Welcome back to the third installment of our blog series where we’re diving into the beautiful black box that is Apache Kafka® to better understand how we interact with the cluster through producer and consumer clients.
Earlier in the series, we took a look at the Kafka producer to see how the client works before following a produce request as it’s processed by the cluster.
In this post, we’ll switch our attention to Kafka Consumer clients to see how consumers interact with the brokers, coordinate their partitions, and send requests to read data from your Kafka topics.
If you’re looking for more information on the rest of the process, check out the other blog posts in the series:
How Producers Work: See what the producer does behind the scenes to help prepare your raw event data for the broker.
Handling the Producer Request: Learn how your data goes from the producing client all the way to disk on the broker.
Preparing the Consumer Fetch: See how consumers issue fetch requests.
Handling the Consumer Fetch: Dive into the inner workings of the brokers as they attempt to serve data up to a consumer.
There’s no time to waste.
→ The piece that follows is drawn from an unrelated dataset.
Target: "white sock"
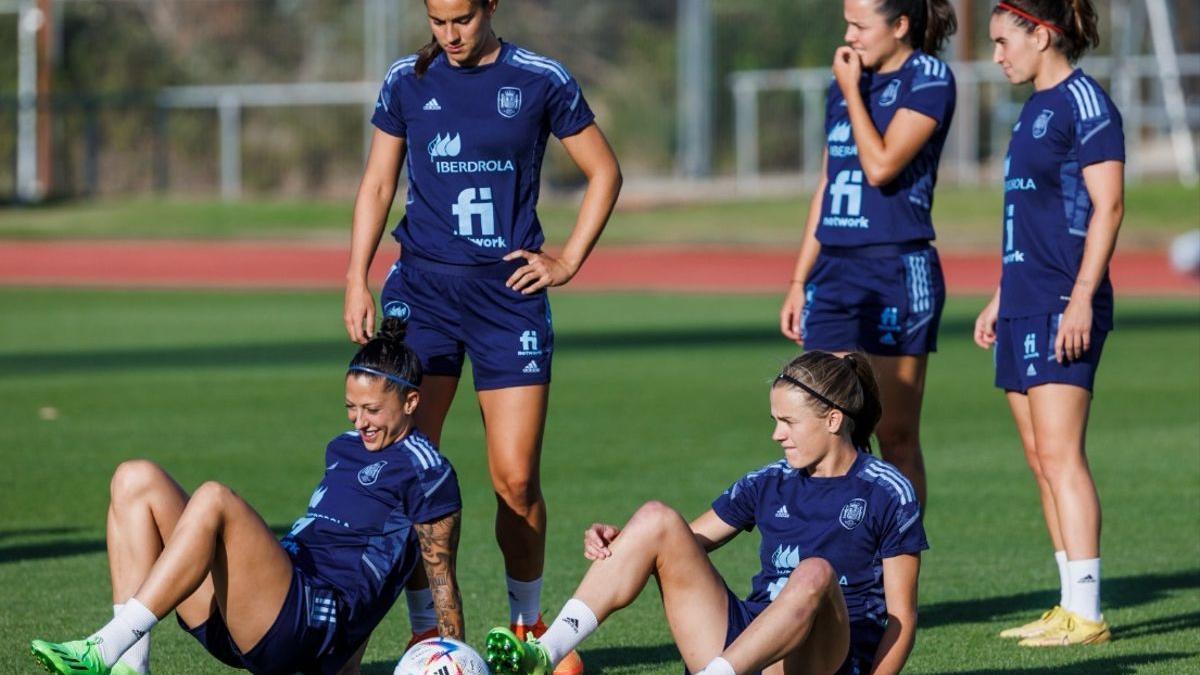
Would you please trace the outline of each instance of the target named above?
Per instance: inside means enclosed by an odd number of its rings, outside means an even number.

Let’s set up our consumer and start to fetch some data! But which data?
As a recap, we’re reading some adventurous data that outlines the whereabouts of hobbits from a hobbit-updates
topic with 6 partitions. Here’s what our events look like:
Consuming an event from this topic is a solved problem, which we already know. All you do is set up a consumer client using your favorite programming language, call consumer.poll()
, and bam…there’s your data!
But it’s not that simple. Well, it is and it isn’t.
Similar to the Kafka producer, the Kafka consumer has many hoops to jump through to get data from the Kafka cluster. It’s a long journey, fraught with dangers and hurdles across the cluster.
But to even begin our journey and start to poll for data, we first need to set up a consumer and configure it to read from our hobbit-updates
topic.
Once connected to the brokers, the consumer’s first task is to determine which topics and partitions to consume from.
If there’s just one consumer, it is a simple process––the consumer is assigned all the partitions to read from its subscribed topics. But if that’s not the case, there are a couple configurations that impact how partitions are assigned.
At the very least, you tell your consumer which topic(s) to subscribe to, but it won’t always read every partition from that topic, especially if it's a part of a consumer group. Being part of a consumer group means that a set of consumers can band together to parallelize the processing of data from different partitions in a single Kafka topic.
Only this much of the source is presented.